2017-07-08 08:08:39 | Weblog

82『自然と人間の歴史・日本篇』神話・伝承による国家争奪の過程(天孫降臨とその後)

 こうして武力もしくは懐柔など、あの手この手を使って地上を制したアマテラスは、自分の息のかかった孫のニニギノミコトらの神々を地上の九州に遣わす。この関係であるが、ニニギノミコトは女性神であるアマテラスの孫にして、天忍穂耳尊(アマノオシホミミノミコト)の子というのであっても、血筋がどう繋がっているかはなんら語られていない。アマテラスがどんなにして、その子の親を懐胎したのかは問うべくもない、それが神のなすことであるから、人知の及ぶところでない、ということになっているのかもしれない。これを「天孫降臨」(てんそんこうりん)と呼んでいる。
 さあ、これでオオクニヌシに代わってこの国を治める、新しい支配者が現れるための前提がととのった。このようにして、平定された葦原中国にニニギノミコトが降り立つ。そこに忠臣として登場した猿田彦命(サルタヒコノミコト)を道案内に従え、三種の神器を携え高千穂(たかちほ、現在の九州の宮崎県高千穂町あたりか)にやって来る。地上に住み出したニニギノミコトは、そこで木花咲耶姫(コノハナサクヤヒメ)と出会い、二人は恋になり、結婚する。こうして彼らは、日本列島版の創世記・人間の登場の巻というべきか、かの「アダムとイブ」の関係になったのだ。その子供は二人いて、兄が火照命(ホデリノミコト、通称は海幸彦(ウミサチヒコ))、弟の方を彦火火出見尊(ホデミノミコト、通称は山幸彦(ヤマサチヒコ))というのであった。
 ところが、この両人は仲が良くなくて、とうとう争いを起こす。海の呪力を得た弟・山幸彦に、兄・海幸彦は劣勢に陥り、約束して服従ことになる。勝利者となった山幸彦は、かねて親しく霊力をもらっていた、海神の娘である豊玉姫命(トヨタマヒメノミコト、略称はトヨタマヒメ)との間に一人の子を設ける。ところが、これから出産という時になって異形の姿を山幸彦に見られてしまったトヨタマヒメは、子供を生みに実家へ帰ってしまう。そして生まれた山幸彦の子はトヨタマヒメの妹を娶り、二人の間に4人の子が生まれる。それがイツセ、イナヒ、ミケヌ、カムヤマトイワレビコとある。これらのうち末子の正式名称カムヤマトイワレビトが、後に「神武大王」(じんむだいおう)として即位する。先に天孫降臨したニニギノミコトから4代目のことであった。この神武大王については、明治時代に入って、政府が墳墓を懸命に探したのであったが、見つからず、ついに諦めてしまったことがある。

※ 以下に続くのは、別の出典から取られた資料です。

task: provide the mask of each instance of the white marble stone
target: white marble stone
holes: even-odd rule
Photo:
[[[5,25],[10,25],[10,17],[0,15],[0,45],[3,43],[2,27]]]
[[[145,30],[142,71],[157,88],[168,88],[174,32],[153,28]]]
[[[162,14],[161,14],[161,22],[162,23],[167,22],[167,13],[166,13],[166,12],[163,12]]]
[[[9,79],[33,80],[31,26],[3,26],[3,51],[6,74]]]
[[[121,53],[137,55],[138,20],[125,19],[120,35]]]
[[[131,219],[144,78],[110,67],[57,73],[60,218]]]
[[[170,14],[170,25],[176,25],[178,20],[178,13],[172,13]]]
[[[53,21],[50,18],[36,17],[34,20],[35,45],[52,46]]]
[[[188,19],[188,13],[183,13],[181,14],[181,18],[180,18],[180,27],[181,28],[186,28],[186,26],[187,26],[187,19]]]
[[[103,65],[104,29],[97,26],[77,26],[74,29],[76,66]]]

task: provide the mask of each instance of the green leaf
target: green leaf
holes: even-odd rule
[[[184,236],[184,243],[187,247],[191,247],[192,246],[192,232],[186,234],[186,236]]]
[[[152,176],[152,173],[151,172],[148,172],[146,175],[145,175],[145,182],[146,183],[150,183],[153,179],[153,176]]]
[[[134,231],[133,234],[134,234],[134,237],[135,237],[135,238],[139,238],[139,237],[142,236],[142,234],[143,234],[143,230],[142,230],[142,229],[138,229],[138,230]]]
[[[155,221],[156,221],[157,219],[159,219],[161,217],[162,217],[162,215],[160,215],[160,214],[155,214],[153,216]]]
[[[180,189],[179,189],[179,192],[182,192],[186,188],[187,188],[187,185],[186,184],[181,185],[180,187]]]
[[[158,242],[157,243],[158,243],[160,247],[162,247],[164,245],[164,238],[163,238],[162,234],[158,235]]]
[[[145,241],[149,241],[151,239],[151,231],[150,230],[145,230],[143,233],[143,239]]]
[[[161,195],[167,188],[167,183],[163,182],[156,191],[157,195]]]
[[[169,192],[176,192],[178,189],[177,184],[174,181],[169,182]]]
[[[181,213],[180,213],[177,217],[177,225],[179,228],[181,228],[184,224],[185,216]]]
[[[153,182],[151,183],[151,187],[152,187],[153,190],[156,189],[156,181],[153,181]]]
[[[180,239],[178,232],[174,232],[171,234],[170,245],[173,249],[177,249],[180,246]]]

 彼は、おそらく、その儘の内容での実在の人物ではなかった。ただし、そういう人物が確実にいなかったという証拠も見つかっていないのであるから、ここでは、そういう人物がわが国古代の伝説的に「正史」に組み込まれていることを、承知してもらいたい。そこで、彼のその後であるが、おそらくは西の方からやって来て、播磨からは最短ルートで大和(現在の奈良県)に進入するのではなく、あえて紀伊半島の熊野に迂回して、そこから太陽を背にして敵に向かう戦法をとることとし、夢のお告げで「佐土不都(さどふつ)」と呼ばれる七支刀(しちしとう)を受け取り、それをかざして敵をなぎ倒し、大和の地に入ることができた。ちなみに、この刀が石上神宮(いしのかみじんぐう)に伝わっているとの記述のあることから、国宝として伝わっている七支刀との関係を取り沙汰する向きもあるようだ。物語はこれから後半に入り、神々の支配から、大王、その後さらに天皇による支配へと移っていく。